She was delighted that I had come and I fancied that my predicament had given her a new interest in life which she badly needed at this time. True, I was a little suspicious. Surely anyone who had been treated as I had would be. This was chiefly because of her past connection with the Baron. Everyone who had been near to him could be polluted.

On my second visit, she said: “I want you to come, Kate. I want to help you. I’m feeling very lonely .. lately.”

“Because of… him?”

“I was with him for eight years. It’s a long time. You don’t speak. I can see that you do not understand.”

“I understand perfectly. We were both used by him. You happened to agree and I did not.”

“Yes, I suppose you could say that. But don’t waste your sympathy on me. I knew this would happen eventually. He would marry and that would be the time for me to disappear. It was understood from the first.”

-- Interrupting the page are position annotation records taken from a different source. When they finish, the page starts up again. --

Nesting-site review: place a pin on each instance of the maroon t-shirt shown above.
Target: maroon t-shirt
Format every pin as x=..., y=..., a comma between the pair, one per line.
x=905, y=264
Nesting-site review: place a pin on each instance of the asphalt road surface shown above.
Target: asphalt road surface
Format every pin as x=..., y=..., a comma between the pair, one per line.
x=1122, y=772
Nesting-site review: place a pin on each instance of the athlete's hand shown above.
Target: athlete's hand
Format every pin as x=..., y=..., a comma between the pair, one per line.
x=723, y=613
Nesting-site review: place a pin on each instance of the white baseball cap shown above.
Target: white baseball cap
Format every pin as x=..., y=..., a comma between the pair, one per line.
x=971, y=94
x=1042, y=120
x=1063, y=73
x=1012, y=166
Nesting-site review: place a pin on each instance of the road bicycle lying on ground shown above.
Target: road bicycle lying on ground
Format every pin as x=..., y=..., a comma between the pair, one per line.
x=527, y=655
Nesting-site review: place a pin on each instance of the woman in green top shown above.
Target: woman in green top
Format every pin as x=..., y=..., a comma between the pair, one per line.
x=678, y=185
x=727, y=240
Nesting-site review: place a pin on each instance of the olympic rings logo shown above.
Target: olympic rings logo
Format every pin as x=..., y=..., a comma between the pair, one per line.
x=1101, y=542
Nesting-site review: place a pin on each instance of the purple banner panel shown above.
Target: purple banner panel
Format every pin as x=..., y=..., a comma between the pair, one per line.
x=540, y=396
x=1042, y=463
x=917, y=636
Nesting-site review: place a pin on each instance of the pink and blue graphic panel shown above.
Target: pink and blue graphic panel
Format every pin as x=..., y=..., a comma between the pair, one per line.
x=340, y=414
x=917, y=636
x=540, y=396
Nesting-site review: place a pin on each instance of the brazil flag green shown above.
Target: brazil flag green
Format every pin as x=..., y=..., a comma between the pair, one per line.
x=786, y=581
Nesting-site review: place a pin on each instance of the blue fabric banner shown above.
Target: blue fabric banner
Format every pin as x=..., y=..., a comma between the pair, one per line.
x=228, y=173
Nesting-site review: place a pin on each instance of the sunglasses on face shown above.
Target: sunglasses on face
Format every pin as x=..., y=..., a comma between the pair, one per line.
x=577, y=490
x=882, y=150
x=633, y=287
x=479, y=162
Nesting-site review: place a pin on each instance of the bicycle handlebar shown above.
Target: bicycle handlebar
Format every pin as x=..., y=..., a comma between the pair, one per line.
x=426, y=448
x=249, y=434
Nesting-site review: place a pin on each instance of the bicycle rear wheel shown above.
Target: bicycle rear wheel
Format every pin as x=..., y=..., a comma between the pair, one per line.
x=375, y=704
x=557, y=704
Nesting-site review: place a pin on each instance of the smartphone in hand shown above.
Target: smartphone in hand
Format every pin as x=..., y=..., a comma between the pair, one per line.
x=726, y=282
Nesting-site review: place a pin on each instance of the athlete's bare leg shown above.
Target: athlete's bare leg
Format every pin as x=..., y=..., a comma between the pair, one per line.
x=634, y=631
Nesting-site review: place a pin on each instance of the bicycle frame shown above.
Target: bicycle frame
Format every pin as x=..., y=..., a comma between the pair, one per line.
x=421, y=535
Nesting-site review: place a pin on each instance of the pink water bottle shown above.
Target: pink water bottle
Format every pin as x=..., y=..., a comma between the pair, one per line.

“Do you mean it was a sort of contract?”

“Not in the usual understanding of such a term. My mother was … well, not exactly a courtesan. Shall we say a demimondaine She was the mistress of a great nobleman. He provided for her and looked after her when her services were no longer required. It was a life she was bred to. So was I. I was married when I was seventeen to Jacques St. Giles.

He was a respectable young man who worked in one of our banks. We lived together for a year, but it was never meant to last. My mother wanted me to marry. I would then have a right to call myself Madame which, she always said, gentlemen preferred to Mademoiselle. A young girl could make demands which a married woman could not so marriage made the situation so much more comfortable. “

“It all seems rather cynical.”

“Call it realistic. Then I was introduced to the Baron by my mother, who hoped that I would please him. I did. I had been well educated, brought up to appreciate art and to be what is called a cultivated woman. I was taught how to carry myself, how to dress, how to converse with grace. That was the theme of my education … to please. Well, it is what I did. And here I am. Thirty years of age, with my own house and a comfortable settlement. I need never work again as long as I live. You might say I was brought up in a rewarding profession, one which brings good returns and security. Better, I was always taught, than becoming a drudge and mother of many children. Do you understand?”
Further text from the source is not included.